A detailed approach to supporting a child and family. Episode One

This series of short articles is intended to be relevant to you if you are in some sort of non-family early child and family support capacity for families who have a new baby or infant with impairments that are predicted to impact on health, development and learning

 

Meeting a family for the first time – building relationships

We all know the first meeting with the family has very great importance, whether or not it follows conversations by letter, telephone, e-mail or other at-a-distance messaging. (I am assuming here the meeting is in the family home, but this is not essential or always possible.)

Why is it important for the family? You might be the first person they can have a serious conversation with who is not part of the family and who does not belong to the local hospital. For the parents you might be a first test of how the outside world will view their new child, this new addition to their family.

Why is it equally important for you? You have much to offer but you will not be able to if the family opt not to see you again after this first meeting. You need to know you are being judged from the first moment they open the door to you, just as you would carefully judge someone coming into your home to help you with a serious issue. But, in fact, this will never happen to most of us. Few of us will ever have to invite a non-family person into our home to help us deal with a life-changing challenge. You can see what an important meeting this is and, potentially, how important you can be for the family now and from this time on!

The many elements that make up this early judgement are subtle, will vary from family to family and might never be put into words. Here are some first questions: Do you show that you respect the space you have entered, sitting when and where invited, switching phone and laptop off (or, preferably, leaving them outside in the car)? In the first exchanges, in which parents might be cautious and apprehensive just as you might be, can you show humility, be sincere, be your genuine self? Can you let them see that you feel privileged to be invited into their home?  Can you do all of this without acting? While being a bit nervous?

Some apprehension and nervousness is entirely valid, even necessary as an antidote to any over-assertiveness. You already know a little about the child and the family but not enough to be sure what is going to arise in this first conversation. You might have met many families seeking help with their new child so you know many of the issues they are likely to have in common. Perhaps though, you have already fallen into the trap with other families of acting on assumptions that were soon proved wrong. While anticipations can be helpful, assumptions never are and can cause an immediate loss of trust – and even damage.

Being genuine, being sincere, being respectful are not parts of your professionalism. They are part of your humanity. The first judgements a family makes of you might rely on them seeing your humanity more than on anything else. In this sort of work, a large part of the developing relationships and of the sensitive support offered are at the human-to-human level, one human being helping another at a time of need. It is good to remember that these are never fixed positions. A person being helped now might later become a helper. A person offering help now might one day need help from someone else. This is helping and caring at the basic human level and it might be what a family is subconsciously looking for when you first meet them.
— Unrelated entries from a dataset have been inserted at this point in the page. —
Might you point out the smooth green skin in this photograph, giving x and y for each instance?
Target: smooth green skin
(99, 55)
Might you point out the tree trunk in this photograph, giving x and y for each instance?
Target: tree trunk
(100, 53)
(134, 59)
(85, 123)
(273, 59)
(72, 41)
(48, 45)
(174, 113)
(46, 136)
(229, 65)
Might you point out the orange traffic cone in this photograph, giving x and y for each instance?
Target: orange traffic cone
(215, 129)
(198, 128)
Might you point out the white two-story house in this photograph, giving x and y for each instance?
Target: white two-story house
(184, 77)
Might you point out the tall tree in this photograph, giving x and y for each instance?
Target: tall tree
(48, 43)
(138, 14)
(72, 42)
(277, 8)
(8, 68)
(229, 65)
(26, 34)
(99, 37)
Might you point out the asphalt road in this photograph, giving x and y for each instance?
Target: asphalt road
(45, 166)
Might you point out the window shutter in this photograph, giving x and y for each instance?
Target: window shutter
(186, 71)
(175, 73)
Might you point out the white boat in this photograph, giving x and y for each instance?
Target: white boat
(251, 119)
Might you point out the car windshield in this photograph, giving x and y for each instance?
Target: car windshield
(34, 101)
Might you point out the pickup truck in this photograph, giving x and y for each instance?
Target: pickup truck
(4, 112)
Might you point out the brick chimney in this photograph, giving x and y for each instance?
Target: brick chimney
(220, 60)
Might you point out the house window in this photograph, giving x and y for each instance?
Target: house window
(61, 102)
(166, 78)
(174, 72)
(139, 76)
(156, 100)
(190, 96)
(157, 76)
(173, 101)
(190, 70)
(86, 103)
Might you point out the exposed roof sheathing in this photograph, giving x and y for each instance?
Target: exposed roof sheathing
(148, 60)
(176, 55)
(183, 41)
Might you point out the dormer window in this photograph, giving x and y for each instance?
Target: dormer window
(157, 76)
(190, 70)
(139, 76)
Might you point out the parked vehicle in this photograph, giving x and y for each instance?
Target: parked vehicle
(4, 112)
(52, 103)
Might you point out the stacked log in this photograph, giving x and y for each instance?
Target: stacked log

But what about your expertise, the knowledge and skills you have to support a child’s development and learning? It is best not to jump in too quickly. It is probably more important to start building a warm relationship with family members with empathy, respect and honesty. These are the foundations for the trust they must have in you for your work with the child to succeed. In fact, you will probably not succeed if you have not first established an effective relationship with the parents.

But the parents will be anxious to see how you perceive and relate to the baby or infant  ̶  who is very likely to be in the room, awake or asleep, for this first meeting. Your knowledge, experience and expertise will become apparent to the parents by the way you greet the child, the questions you ask and the observations you make. My golden rule has always been to acknowledge the positives.  More of this in the next episode.